In a customary post earnings conference call, the company’s management has said that its sustainability vertical is likely to better revenue growth post formation of such unit.
“To focus on Sustainability has highlighted a transformation in the energy sector, in line with building further on our expertise in the energy business and on expanding our global footprint. We have set up a dedicated entity in the United Arab Emirates to cater to the Middle East region, which, as you know, is the world’s largest energy market. To accelerate this initiative, we have reached an agreement to acquire Abu Dhabi & Gulf Computer Establishment, ADGCE, an Abu Dhabi-based technology consulting and digital services provider primarily catering to the energy sector. This strategic move will further strengthen our presence in UAE and help Cyient access one of the largest markets for the energy business,” Krishna Bodanapu, Executive VC & MD of Cyient has said during the analyst call.
Sustainability is a growing segment in the engineering services industry and all ER&D firms are betting big on this segment through acquisitions or capacity building through organically.
After reporting an inline performance in the second quarter, the company hopes for a better second half of current financial year.
“It was expected that Q1, Q2, were going to be a little bit weaker. The H1 was going to be a little bit weaker. H2 is going to be much stronger, but also in H2, as I think pointed out that Q3 is seasonally weak. But having said that, I think that’s where some of the project nature of the business action kicks in because it’s not really furloughs or closures that impact. The work is already there and it’s really about the execution. Last year also, we had a fairly strong Q3. So, taking all that into account, the growth outlook stays,” Bodanapu has said.

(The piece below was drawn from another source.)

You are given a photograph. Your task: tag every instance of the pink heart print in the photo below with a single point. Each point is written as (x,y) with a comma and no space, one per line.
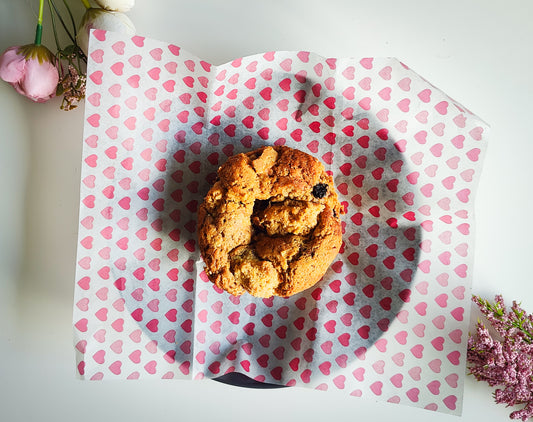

In Q2FY25, Cyient reported a sound performance as the company’s Digital, Engineering, and Technology (DET) business revenue was driven by good growth in aerospace, connectivity, and new growth areas.
While its transformation vertical reported 3.4% sequential growth in constant currency term, the connectivity segment witnessed 3.9% rise during the second quarter of FY25.
New growth areas vertical saw the maximum sequential growth of 9.7%. However, sustainability reported a degrowth of 6.4%. The order intake of Cyient’s DET business stood at $156.8 million.